To us in the health department, it wasn’t much consolation. If these judges’ ruling were to stand, the Board of Health still could not have passed crucial rules like the ban on lead paint, which had probably saved tens of thousands of children from lead poisoning. According to the judges, the board could act only as an administrative agency, under the instructions of the City Council.
We had one more shot, in the state’s highest court. I asked the city’s lawyers what they thought our chances were of winning there. Better than fifty-fifty, they said. I didn’t believe them.
19
“It keeps me up at night.”
It was in the tiny kitchen of Lucky’s Café, just before Mayor Bloomberg’s defiant press conference on the soda portion cap, that we started down a new track on smoking. Jim Gennaro, a talkative council member from Queens whose mother had died of lung cancer, had come to show his support for the portion rule. He collared me by the walk-in refrigerator. What did I think, he asked, about raising the legal sales age for cigarettes from eighteen to nineteen? Four states, including New Jersey,
had already done it, as had neighboring Nassau and Suffolk Counties.
Gennaro was floating this proposal at a critical moment for our own antismoking ideas. It had been eight months since Mayor Bloomberg had agreed to prohibit the display of cigarette packs and to ban discount coupons for cigarettes. The next step for these two ideas would be to get backing from Speaker Christine Quinn, but between Hurricane Sandy and other issues with the City Council, it had taken months just to get the ideas in front of her. As 2013 began, with the mayor’s race just a few months away, I was starting to lose hope.
To my amazement, when Speaker Quinn finally heard the ideas, she liked both.
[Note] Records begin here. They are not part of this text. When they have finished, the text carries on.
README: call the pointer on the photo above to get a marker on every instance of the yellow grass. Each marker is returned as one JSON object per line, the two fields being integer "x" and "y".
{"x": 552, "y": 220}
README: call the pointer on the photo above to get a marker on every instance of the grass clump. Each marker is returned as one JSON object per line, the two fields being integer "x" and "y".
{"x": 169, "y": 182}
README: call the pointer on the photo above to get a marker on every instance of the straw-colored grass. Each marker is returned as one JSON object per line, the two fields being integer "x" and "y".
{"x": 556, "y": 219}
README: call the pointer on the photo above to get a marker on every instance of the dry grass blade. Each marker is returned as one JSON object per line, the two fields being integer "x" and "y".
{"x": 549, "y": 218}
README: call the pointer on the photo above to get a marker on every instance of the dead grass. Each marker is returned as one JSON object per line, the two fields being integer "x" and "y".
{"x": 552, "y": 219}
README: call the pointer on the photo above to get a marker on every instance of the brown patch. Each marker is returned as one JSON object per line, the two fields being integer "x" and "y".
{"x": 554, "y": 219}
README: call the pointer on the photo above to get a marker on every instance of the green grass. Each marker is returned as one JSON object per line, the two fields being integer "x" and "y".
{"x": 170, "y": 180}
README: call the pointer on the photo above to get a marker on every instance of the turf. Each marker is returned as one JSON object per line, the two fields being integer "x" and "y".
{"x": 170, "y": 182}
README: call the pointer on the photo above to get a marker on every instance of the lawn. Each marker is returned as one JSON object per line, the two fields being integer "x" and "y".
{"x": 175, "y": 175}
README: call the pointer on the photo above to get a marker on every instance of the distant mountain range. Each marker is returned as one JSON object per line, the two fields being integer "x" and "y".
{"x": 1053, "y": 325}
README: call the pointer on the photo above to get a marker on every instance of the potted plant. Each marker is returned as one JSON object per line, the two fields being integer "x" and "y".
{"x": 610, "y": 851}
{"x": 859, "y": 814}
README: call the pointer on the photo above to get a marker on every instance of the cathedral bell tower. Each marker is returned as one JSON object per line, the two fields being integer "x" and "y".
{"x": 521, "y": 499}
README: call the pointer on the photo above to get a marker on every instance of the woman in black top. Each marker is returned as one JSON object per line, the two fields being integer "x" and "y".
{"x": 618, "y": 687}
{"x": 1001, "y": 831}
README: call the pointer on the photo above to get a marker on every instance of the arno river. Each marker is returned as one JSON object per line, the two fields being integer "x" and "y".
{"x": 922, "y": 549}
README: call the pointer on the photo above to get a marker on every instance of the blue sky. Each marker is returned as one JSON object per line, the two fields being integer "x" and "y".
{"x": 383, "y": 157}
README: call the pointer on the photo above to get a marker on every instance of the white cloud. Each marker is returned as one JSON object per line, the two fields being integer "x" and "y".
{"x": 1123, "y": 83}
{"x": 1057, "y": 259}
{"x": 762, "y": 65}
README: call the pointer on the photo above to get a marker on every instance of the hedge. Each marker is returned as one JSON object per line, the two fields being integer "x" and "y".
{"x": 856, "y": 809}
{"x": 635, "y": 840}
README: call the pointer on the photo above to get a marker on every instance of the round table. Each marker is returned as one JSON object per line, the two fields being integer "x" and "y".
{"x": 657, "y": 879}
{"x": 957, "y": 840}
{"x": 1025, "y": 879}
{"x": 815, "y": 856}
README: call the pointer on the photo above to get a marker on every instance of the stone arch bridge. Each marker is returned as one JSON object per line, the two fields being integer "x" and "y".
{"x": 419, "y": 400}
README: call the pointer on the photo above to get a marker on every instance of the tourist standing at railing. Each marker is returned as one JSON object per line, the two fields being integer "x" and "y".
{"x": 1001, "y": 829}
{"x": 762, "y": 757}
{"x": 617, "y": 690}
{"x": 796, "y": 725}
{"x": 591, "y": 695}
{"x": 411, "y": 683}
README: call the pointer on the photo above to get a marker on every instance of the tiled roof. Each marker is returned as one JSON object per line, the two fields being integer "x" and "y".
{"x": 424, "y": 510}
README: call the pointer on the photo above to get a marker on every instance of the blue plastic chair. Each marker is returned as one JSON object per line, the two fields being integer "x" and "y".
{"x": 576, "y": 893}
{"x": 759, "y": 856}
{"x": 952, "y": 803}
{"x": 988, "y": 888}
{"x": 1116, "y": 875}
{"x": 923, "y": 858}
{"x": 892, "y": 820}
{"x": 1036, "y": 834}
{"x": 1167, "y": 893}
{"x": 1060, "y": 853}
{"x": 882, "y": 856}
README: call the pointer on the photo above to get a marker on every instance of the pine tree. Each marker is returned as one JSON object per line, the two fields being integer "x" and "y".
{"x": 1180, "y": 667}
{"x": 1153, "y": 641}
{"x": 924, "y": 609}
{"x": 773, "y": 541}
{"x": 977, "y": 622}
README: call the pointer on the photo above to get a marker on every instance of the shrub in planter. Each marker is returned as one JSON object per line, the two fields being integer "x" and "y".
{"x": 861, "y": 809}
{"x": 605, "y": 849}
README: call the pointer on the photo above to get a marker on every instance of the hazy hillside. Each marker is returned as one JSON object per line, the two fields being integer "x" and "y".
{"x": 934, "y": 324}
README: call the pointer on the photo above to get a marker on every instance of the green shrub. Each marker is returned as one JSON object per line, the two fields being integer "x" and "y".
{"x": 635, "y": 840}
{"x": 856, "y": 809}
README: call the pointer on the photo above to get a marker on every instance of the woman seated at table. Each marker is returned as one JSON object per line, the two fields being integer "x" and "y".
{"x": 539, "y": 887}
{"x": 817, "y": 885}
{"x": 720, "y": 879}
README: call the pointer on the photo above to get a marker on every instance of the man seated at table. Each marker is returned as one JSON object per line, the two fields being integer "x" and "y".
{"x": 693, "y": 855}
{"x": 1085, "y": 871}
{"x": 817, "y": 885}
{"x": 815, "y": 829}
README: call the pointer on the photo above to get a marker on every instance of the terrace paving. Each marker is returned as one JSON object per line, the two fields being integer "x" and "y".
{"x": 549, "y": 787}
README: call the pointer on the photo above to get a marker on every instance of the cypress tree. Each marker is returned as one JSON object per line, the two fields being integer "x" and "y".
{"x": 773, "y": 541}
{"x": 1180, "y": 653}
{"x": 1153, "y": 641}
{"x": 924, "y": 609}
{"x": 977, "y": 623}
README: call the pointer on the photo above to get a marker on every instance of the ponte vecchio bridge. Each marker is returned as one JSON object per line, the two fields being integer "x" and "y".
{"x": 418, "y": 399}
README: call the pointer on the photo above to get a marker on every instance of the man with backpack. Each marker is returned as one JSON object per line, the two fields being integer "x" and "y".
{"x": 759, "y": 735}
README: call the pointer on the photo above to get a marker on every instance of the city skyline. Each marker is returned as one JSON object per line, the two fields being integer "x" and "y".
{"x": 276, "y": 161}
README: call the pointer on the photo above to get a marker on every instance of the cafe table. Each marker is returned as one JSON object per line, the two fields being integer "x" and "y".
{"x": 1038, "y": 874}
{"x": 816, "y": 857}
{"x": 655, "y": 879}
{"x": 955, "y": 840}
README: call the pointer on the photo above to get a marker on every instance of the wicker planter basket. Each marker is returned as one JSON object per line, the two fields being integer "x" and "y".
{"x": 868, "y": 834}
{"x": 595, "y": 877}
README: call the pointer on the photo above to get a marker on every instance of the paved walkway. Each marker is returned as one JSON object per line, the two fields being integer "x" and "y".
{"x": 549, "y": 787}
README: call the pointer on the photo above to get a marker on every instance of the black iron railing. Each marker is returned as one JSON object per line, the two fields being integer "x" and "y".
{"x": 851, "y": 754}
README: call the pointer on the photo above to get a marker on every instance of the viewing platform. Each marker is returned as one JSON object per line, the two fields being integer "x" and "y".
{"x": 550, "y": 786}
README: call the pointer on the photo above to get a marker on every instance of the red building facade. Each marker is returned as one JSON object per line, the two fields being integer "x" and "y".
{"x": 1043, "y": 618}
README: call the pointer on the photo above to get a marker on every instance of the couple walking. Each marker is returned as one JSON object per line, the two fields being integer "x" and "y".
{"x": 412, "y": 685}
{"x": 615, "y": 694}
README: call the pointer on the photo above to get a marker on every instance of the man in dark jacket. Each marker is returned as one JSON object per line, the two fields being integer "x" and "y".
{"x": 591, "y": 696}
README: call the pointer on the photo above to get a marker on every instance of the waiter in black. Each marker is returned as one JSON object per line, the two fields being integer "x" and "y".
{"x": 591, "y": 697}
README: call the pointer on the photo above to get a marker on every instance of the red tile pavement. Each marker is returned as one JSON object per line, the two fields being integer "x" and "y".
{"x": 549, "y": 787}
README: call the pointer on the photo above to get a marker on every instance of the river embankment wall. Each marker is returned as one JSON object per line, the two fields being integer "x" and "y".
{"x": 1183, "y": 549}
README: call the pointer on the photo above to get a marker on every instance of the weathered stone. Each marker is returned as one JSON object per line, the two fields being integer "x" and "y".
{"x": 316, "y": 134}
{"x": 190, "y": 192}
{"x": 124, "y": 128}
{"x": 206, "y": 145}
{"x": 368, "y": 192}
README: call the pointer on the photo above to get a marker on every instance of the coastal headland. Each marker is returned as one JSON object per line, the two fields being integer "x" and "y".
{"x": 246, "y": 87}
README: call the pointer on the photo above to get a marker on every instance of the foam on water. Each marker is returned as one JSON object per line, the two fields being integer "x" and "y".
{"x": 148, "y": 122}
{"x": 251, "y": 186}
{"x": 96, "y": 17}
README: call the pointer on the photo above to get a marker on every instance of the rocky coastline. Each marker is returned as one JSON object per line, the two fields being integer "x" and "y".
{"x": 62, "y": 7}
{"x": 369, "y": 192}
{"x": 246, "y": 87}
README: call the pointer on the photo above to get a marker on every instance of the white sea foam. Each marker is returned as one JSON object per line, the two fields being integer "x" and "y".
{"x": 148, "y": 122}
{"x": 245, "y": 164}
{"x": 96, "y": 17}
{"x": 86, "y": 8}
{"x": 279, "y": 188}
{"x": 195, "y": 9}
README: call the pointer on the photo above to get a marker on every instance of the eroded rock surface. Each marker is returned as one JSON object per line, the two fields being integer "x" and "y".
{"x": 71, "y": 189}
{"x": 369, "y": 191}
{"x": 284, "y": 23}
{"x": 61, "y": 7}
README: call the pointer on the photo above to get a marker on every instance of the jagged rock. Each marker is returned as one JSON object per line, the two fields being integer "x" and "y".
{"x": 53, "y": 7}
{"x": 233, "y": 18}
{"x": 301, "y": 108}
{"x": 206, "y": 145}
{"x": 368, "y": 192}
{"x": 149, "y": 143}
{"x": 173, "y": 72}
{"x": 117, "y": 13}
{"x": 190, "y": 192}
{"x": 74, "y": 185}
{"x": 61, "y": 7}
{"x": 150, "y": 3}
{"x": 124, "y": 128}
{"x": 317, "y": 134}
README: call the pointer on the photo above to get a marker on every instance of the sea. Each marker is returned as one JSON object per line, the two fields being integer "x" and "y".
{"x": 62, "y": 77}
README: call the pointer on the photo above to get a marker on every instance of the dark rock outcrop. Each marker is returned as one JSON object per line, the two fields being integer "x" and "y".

Long afterward I asked her why she was willing to push the bills against the opposition of the bodegas when she had so much at risk in the mayor’s race. “Yeah, the bodega people are against you,” she told me later, but that didn’t bother her. “One, there were some things I just wasn’t going to let politics be a part of. . . . And then two, just to make me not sound like a saint . . . people hate smoking. If you overlay primary voters with smoking, it’s not really that controversial.” She was running for mayor as The Candidate Who Gets Things Done. These were ideas that she wanted to claim.
In March 2013, when we were in the kitchen of Lucky’s Café, we were preparing to unveil these two first-in-the-nation antismoking bills. When Gennaro told me his age-nineteen idea, my first reaction was that I just didn’t want it to screw the two bills up.